简体繁体 English

具有过滤后的参考表的SSIS查找

[英]SSIS Lookup with filtered reference table

原文 2010-06-09 15:10:56 5 1 ssis/ performance/ filtered-lookup

I am trying to improve the performance of a SSIS Package. 我试图改善SSIS包的性能。

One thing I got startted with is to filter the reference table of the Lookups. 我开始做的一件事是过滤查阅的参考表。 Until now, I was using a table as a reference table for that lookup. 到目前为止，我一直使用表作为该查询的参考表。

First improvment was to change the table to a SQL clause that is selecting just the columns I need from that table. 第一个改进是将表更改为SQL子句，该子句仅从该表中选择我需要的列。

Next, I want to load in this table just the records I know I'll use for sure. 接下来，我只想将肯定会使用的记录加载到该表中。 If I'm maintaining it in this state, I will get to load 300 000 lines or more (huge lines with binary content of around 500 kb each) and use just around 100 of them. 如果将它保持在这种状态，我将加载30万行或更多（巨大的行，每个行的二进制内容约为500 kb），并仅使用其中的100条。

I would put some filters in the SQL query that sets the reference table of the lookup, BUT, in that filter I need to use ALL the ids of the rows loaded in my OLE DB source. 我将在设置查询引用表的SQL查询中放入一些过滤器，但在该过滤器中，我需要使用OLE DB源中加载的行的所有ID。

Is there any way to do this? 有什么办法吗？

I thought of loading each row at a time using a OleDB Command instead of a Lookup, but except of beeing time consuming, I might get to load the same thing 100 times for 100 different rows, when I could just load it once in the lookup and use it 100 times... 我曾想过使用OleDB命令而不是Lookup一次加载每一行，但是除了耗费大量时间之外，我可能会为100个不同的行加载相同的内容100次，而我只能在查找中加载一次并使用100次...

Enableing the cache still would be another option that still doesn't sound very good, because it would slow us down - we are already terribly slow. 启用缓存仍然是另一个听起来还不太好的选择，因为它会使我们慢下来-我们已经非常慢了。

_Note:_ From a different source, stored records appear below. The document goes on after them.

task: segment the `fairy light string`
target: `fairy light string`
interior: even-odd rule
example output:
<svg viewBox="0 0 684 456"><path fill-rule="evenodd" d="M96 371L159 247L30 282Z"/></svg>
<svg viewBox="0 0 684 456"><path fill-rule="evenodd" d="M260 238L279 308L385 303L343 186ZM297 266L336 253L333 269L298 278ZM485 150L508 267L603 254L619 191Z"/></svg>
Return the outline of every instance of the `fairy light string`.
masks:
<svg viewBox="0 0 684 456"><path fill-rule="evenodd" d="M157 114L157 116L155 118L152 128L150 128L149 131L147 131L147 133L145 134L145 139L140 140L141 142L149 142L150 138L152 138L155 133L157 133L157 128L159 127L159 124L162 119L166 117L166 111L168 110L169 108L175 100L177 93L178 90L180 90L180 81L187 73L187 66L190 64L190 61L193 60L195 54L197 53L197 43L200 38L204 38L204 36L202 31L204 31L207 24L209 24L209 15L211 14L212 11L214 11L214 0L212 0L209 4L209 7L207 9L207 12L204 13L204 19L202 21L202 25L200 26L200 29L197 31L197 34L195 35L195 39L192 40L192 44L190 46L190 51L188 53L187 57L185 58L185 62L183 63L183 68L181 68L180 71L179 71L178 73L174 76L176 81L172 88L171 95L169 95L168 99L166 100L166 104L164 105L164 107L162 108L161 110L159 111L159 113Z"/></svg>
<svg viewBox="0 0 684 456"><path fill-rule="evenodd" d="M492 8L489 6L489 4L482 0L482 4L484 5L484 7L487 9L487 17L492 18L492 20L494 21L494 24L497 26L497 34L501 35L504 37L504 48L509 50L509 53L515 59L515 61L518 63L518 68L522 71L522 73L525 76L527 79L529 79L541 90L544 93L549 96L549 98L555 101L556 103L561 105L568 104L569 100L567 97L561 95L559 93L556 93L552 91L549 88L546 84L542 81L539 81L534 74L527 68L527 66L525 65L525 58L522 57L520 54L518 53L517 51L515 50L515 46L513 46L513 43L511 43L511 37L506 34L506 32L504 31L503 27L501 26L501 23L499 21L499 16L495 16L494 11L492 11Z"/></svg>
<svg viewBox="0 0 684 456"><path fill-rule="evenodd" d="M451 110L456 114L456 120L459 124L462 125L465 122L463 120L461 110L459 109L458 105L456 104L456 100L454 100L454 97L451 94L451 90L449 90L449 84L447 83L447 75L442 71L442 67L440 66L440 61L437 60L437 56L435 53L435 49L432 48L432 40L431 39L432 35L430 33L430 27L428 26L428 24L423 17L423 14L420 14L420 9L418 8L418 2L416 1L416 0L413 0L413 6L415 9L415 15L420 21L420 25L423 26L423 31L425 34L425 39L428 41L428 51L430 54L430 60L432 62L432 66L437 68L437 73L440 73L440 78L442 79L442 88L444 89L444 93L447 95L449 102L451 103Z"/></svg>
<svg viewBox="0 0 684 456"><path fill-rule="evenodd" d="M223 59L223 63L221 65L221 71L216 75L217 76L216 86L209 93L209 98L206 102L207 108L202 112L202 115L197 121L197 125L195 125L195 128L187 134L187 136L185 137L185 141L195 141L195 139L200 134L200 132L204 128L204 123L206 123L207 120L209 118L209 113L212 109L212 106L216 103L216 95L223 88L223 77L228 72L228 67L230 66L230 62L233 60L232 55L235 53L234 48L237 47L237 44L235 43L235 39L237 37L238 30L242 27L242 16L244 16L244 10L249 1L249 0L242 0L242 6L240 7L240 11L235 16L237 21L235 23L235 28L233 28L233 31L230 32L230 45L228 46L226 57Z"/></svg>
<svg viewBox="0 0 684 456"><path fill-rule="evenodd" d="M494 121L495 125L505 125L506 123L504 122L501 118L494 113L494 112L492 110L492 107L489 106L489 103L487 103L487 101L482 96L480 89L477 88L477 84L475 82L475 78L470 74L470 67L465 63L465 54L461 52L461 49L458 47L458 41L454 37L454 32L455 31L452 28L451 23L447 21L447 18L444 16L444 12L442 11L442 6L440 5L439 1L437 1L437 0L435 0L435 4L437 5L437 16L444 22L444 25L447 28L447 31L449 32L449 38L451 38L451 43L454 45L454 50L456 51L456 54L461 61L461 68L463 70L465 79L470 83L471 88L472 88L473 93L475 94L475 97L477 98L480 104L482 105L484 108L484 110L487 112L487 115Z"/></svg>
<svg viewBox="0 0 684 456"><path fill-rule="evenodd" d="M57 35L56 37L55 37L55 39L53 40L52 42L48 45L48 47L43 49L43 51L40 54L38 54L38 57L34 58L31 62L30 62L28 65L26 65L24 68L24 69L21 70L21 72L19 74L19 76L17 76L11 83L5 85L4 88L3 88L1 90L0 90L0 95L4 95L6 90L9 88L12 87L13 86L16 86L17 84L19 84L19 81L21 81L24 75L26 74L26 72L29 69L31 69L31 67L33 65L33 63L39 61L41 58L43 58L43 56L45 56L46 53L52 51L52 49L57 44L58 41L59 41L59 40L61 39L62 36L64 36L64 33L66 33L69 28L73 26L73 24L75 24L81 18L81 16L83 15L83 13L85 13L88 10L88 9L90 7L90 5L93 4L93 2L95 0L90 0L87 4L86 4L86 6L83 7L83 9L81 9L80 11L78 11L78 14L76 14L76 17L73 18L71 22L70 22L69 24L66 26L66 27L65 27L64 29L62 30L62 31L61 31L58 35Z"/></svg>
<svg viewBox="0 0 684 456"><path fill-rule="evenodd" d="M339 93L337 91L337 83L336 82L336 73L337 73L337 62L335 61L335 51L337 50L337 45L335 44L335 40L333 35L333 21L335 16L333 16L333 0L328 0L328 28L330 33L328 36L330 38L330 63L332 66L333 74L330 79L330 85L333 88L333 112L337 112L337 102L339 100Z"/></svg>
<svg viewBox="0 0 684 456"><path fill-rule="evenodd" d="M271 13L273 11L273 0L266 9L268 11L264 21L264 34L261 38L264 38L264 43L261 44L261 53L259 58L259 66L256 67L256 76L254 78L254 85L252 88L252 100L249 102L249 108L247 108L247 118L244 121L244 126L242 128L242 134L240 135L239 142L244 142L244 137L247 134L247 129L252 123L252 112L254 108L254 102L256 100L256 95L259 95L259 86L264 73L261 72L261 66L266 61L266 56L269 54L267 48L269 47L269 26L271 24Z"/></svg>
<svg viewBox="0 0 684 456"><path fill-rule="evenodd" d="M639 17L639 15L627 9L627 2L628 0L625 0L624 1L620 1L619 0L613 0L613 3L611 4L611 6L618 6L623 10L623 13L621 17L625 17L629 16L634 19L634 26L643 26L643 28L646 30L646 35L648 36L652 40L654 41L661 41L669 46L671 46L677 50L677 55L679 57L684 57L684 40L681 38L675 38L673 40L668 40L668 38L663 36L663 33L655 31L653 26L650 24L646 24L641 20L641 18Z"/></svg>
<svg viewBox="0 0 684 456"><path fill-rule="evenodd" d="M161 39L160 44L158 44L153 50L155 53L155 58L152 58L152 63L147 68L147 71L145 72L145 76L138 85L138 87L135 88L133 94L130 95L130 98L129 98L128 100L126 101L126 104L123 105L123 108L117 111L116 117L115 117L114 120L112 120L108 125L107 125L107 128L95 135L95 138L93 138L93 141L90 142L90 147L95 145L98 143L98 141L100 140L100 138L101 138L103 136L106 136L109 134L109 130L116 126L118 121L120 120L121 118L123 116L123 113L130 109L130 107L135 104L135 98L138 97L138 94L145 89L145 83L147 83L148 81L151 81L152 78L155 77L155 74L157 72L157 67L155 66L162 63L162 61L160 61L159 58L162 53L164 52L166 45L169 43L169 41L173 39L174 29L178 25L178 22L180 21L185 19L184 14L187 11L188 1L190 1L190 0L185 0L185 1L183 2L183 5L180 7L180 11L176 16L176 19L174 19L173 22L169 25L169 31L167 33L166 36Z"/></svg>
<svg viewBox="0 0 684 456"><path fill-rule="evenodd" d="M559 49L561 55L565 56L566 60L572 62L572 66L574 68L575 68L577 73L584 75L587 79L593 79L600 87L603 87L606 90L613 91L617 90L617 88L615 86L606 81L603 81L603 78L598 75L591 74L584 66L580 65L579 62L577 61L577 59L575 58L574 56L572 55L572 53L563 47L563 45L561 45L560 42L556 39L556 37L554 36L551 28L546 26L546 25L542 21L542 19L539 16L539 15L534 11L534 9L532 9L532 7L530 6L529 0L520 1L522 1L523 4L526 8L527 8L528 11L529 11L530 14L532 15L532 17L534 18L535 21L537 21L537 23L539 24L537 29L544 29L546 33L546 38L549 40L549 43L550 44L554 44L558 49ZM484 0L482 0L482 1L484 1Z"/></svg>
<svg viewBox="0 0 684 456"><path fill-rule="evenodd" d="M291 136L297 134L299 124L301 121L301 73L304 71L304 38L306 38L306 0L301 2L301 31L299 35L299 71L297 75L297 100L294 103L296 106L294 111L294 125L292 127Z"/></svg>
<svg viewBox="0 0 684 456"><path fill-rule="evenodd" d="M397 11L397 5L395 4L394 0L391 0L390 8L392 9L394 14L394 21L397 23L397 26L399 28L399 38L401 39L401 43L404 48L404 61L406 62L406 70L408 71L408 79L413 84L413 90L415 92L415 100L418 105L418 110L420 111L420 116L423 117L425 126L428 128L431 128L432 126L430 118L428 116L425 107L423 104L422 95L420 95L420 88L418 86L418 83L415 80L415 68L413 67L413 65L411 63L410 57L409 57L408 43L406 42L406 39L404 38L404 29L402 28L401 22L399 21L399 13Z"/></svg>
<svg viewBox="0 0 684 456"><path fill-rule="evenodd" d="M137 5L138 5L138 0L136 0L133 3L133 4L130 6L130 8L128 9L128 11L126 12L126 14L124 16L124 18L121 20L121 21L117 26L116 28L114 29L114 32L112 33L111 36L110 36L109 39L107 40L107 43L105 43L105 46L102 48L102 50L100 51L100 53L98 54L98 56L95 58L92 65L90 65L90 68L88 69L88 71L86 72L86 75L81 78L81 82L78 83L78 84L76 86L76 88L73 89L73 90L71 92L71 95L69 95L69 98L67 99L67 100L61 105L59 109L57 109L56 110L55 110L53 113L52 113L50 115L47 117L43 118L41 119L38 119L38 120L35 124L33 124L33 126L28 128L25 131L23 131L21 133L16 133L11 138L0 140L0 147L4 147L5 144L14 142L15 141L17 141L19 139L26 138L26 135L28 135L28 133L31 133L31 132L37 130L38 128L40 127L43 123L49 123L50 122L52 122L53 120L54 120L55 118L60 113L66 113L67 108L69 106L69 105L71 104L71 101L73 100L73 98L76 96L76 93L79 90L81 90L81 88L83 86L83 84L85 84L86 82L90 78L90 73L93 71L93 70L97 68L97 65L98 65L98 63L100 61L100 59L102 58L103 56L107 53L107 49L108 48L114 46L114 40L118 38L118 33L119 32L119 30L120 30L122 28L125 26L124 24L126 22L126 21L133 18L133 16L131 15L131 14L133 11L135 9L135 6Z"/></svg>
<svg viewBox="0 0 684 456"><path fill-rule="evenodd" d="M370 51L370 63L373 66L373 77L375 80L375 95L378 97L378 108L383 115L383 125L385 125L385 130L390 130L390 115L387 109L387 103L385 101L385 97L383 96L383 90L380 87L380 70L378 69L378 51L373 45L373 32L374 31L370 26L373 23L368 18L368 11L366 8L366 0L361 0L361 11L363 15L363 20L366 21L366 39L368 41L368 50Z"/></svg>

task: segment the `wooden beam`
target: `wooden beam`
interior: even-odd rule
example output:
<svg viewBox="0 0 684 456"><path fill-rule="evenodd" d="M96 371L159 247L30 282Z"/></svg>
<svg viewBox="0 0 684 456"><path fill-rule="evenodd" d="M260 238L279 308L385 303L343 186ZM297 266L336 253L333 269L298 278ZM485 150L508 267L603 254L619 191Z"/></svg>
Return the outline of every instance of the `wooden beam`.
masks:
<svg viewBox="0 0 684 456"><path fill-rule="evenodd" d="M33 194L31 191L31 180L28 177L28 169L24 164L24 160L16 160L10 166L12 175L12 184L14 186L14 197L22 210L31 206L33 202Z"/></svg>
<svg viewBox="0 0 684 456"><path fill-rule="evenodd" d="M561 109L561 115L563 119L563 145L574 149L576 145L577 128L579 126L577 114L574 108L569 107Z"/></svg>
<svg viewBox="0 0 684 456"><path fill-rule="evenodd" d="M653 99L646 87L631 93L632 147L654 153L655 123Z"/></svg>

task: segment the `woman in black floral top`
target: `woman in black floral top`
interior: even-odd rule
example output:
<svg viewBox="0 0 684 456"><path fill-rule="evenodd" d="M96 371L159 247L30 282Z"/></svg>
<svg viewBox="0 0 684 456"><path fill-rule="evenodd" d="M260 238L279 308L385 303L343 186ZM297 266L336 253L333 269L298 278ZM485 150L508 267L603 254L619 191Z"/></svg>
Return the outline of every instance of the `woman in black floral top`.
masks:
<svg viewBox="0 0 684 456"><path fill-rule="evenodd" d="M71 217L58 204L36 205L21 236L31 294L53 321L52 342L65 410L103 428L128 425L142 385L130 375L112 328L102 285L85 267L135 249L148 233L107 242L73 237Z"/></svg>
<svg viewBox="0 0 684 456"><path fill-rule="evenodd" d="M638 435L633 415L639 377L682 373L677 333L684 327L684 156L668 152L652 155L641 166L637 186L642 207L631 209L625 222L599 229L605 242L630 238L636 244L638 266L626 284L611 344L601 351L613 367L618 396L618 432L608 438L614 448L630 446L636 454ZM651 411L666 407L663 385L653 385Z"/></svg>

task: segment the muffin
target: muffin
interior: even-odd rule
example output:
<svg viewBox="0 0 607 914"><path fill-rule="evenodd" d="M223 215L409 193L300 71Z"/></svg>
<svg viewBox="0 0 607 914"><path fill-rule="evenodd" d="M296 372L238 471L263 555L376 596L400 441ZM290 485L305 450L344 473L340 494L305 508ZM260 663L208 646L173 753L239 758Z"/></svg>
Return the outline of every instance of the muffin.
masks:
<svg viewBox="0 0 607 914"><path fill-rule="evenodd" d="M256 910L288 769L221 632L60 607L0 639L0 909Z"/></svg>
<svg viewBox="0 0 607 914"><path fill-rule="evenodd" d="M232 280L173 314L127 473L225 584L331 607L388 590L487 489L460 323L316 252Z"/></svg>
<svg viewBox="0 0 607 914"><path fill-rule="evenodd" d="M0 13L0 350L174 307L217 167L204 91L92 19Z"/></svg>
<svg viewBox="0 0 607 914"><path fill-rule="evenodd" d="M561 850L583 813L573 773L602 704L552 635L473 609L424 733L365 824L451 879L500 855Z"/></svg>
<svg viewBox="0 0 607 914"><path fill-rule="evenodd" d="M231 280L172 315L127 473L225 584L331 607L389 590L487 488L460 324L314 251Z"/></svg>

Any ideeas are greatly appreaciated. 任何想法都得到了极大的赞赏。

1 个解决方案

One possibility is to first stream the distinct IDs to a permanent/temporary table in one data flow and then use it in your lookup (with a join) in a later data flow (you probably have to defer validation). 一种可能性是，首先将不同的ID流式传输到一个数据流中的永久/临时表，然后在以后的数据流中将其用于查找（带有连接）（您可能必须推迟验证）。

In many of our ETL packages, we first stream the data into a Raw file, handling all the type conversions and everything on the way there. 在许多ETL软件包中，我们首先将数据流式传输到Raw文件中，处理所有类型转换以及该过程中的所有操作。 Then, when all these conversions were successful, then we handle creating new dimensions and then the facts linking to the dimensions. 然后，当所有这些转换都成功时，我们将处理创建新维度，然后将事实链接到维度的过程。